# Amp (https://jackin.tailrocks.com/guides/authentication/agents/amp/)



Amp authenticates via `~/.local/share/amp/secrets.json` on your host (the file the Amp CLI writes the `apiKey@https://ampcode.com/` token into). In `sync` mode (the default), jackin❯ copies this file into the container on every launch — Amp inside the container sees the same account and model access you have locally.

<Aside type="note">
  `~/.config/amp/settings.json` is Amp's preferences file and never holds the authentication token. jackin❯ forwards `~/.local/share/amp/secrets.json`, not the preferences file.
</Aside>

## Logging in on the host [#logging-in-on-the-host]

Before sync can forward anything, you need a working Amp login on your host:

```bash
amp auth login
```

Follow the prompted flow. Once it completes, Amp is ready on your host and jackin❯ will forward that login into every container launch.

<Aside type="tip">
  To verify the host login is active, run `amp` briefly on the host — if it starts a session without prompting for credentials, you're good.
</Aside>

## Runtime trust prompts [#runtime-trust-prompts]

jackin❯ launches Amp with `--dangerously-allow-all`, so workspace-backed launches do not stop on command confirmation prompts. This applies only inside the jackin❯ container runtime; jackin❯ does not write Amp preferences on the host.

## Subscription [#subscription]

Amp does not require a separate subscription — access is included with your Sourcegraph account.

**[Get a Sourcegraph account](https://ampcode.com/)**

Sign up at ampcode.com. Amp is currently available as part of the Sourcegraph platform with no additional per-seat or per-token billing for agent usage. The account you have on the host is the one the container sees.

## Modes available [#modes-available]

| Mode             | Supported                                        |
| ---------------- | ------------------------------------------------ |
| `sync` (default) | Yes — forwards `~/.local/share/amp/secrets.json` |
| `api_key`        | Yes — injects `AMP_API_KEY`                      |
| `oauth_token`    | No — rejected at config time                     |
| `ignore`         | Yes — no forwarding                              |

See [Agent Authentication](/guides/authentication/agents/) for what each mode does and how to switch between them.

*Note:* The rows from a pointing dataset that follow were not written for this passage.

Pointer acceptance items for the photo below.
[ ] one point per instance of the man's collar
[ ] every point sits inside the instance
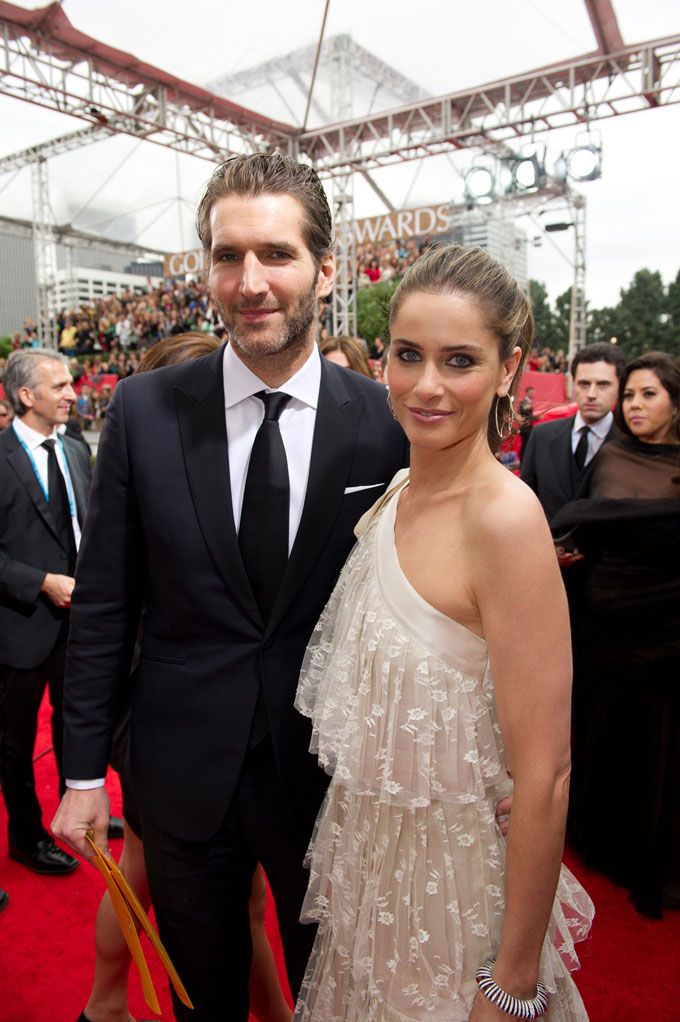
(240, 382)
(600, 428)
(31, 437)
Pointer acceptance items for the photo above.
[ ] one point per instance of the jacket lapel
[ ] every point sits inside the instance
(332, 452)
(77, 477)
(19, 462)
(562, 460)
(204, 436)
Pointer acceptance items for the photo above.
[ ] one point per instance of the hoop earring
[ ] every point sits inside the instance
(506, 419)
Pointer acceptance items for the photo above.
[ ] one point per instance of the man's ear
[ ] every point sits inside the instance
(326, 276)
(26, 397)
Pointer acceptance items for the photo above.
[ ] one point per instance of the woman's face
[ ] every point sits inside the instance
(647, 408)
(445, 369)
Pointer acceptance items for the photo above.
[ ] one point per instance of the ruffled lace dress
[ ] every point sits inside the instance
(407, 863)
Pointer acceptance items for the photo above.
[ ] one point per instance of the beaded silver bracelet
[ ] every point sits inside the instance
(531, 1008)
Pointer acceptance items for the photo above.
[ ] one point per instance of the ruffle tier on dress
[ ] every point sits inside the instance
(406, 862)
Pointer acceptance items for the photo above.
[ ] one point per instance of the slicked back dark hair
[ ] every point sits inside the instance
(271, 174)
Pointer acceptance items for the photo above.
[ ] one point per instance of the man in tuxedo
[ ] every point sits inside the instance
(225, 498)
(44, 483)
(559, 454)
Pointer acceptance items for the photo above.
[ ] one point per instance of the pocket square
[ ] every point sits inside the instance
(369, 485)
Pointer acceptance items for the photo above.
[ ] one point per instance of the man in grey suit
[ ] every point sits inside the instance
(559, 454)
(44, 484)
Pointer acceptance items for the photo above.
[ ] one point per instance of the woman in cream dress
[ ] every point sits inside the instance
(440, 667)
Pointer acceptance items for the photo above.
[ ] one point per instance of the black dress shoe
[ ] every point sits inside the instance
(115, 827)
(45, 857)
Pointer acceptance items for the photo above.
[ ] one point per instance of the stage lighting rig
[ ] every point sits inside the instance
(582, 163)
(480, 183)
(524, 173)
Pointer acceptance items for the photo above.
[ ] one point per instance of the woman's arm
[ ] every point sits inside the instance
(526, 622)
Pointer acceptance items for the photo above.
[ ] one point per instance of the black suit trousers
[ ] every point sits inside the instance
(200, 892)
(21, 692)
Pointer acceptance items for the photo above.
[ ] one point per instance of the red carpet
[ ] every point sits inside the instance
(631, 966)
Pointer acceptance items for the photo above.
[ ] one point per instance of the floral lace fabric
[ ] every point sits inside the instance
(406, 862)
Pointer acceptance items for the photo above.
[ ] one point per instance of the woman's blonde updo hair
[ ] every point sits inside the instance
(505, 308)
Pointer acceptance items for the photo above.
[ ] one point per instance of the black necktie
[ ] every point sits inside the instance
(58, 502)
(581, 452)
(263, 536)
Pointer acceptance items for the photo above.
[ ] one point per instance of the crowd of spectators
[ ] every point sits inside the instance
(380, 263)
(131, 322)
(106, 337)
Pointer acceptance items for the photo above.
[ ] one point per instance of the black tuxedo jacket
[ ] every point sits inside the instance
(548, 465)
(161, 533)
(30, 548)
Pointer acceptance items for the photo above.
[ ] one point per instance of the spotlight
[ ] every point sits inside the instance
(524, 174)
(480, 185)
(584, 163)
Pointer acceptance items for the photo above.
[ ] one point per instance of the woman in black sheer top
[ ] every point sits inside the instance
(625, 604)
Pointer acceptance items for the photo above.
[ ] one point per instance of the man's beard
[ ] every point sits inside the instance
(291, 337)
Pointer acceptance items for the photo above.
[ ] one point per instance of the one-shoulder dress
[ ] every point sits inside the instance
(406, 861)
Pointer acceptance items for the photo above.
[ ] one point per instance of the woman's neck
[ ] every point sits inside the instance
(450, 469)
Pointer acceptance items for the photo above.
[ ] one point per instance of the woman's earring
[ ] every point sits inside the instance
(499, 425)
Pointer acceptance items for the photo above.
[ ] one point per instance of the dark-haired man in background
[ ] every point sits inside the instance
(559, 454)
(225, 498)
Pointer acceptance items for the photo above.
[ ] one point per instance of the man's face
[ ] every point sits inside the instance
(49, 402)
(595, 389)
(262, 275)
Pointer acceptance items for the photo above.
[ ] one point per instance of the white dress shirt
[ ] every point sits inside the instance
(596, 436)
(34, 442)
(244, 414)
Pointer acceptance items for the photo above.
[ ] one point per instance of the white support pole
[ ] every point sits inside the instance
(44, 247)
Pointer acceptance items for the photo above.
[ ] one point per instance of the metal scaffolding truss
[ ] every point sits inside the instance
(45, 60)
(573, 93)
(290, 77)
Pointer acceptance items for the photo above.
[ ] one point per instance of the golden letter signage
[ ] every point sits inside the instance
(403, 224)
(179, 264)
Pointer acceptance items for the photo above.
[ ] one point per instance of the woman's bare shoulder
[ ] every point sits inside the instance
(506, 512)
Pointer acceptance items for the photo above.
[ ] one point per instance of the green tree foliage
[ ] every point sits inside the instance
(646, 318)
(642, 315)
(544, 318)
(563, 317)
(373, 310)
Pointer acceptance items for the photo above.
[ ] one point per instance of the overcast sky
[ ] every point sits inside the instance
(633, 217)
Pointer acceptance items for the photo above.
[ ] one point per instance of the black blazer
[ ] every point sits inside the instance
(161, 531)
(30, 548)
(548, 465)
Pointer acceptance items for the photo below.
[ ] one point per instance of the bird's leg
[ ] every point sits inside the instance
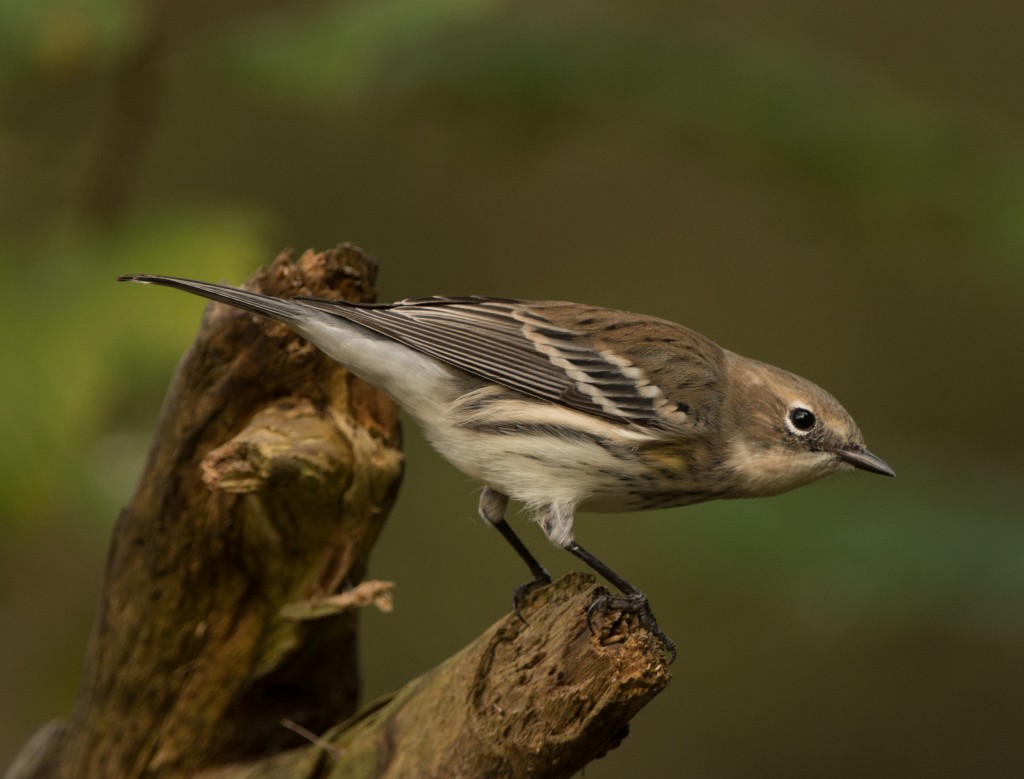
(493, 506)
(633, 602)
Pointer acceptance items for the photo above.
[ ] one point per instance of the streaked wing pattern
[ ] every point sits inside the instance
(510, 342)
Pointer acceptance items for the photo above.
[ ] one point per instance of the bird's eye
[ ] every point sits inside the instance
(802, 420)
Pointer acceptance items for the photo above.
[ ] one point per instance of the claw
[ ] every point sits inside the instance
(632, 604)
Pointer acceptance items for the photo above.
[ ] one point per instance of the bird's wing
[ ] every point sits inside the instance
(587, 358)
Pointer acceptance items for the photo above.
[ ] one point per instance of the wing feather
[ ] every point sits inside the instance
(515, 344)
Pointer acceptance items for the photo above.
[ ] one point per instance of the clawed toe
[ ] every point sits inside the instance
(632, 604)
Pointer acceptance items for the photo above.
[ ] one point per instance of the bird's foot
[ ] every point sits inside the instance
(522, 592)
(634, 604)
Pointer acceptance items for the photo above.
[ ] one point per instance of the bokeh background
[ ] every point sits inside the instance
(834, 187)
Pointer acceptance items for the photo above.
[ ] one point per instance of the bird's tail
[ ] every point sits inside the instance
(284, 310)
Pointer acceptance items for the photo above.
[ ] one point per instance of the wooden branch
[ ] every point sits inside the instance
(267, 482)
(226, 635)
(538, 699)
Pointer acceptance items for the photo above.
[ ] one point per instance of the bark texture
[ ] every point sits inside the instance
(226, 634)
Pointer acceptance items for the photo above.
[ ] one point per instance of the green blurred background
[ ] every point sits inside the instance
(834, 187)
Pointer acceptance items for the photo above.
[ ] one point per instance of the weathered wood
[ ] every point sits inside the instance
(267, 482)
(225, 640)
(537, 699)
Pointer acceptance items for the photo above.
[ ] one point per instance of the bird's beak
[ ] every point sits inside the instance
(860, 458)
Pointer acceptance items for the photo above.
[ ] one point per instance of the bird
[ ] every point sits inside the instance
(565, 407)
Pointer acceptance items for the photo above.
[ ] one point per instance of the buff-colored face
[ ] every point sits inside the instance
(792, 433)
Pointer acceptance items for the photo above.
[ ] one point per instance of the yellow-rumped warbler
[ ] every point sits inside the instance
(564, 406)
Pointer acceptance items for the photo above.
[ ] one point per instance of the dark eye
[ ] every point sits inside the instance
(802, 420)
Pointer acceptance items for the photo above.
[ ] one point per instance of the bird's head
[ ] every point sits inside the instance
(784, 431)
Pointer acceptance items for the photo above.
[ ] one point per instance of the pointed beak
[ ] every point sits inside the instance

## Troubleshooting [#troubleshooting]

If Amp inside the container shows "Not logged in":

1. Check that the host login is active — run `amp` briefly on the host.
2. Open the **Auth** tab in `jackin console` and verify the effective mode for the (workspace × role × Amp) cell.
3. If the container has stale credentials and the host has fresh ones, restart: `jackin eject <role> && jackin load <role>`.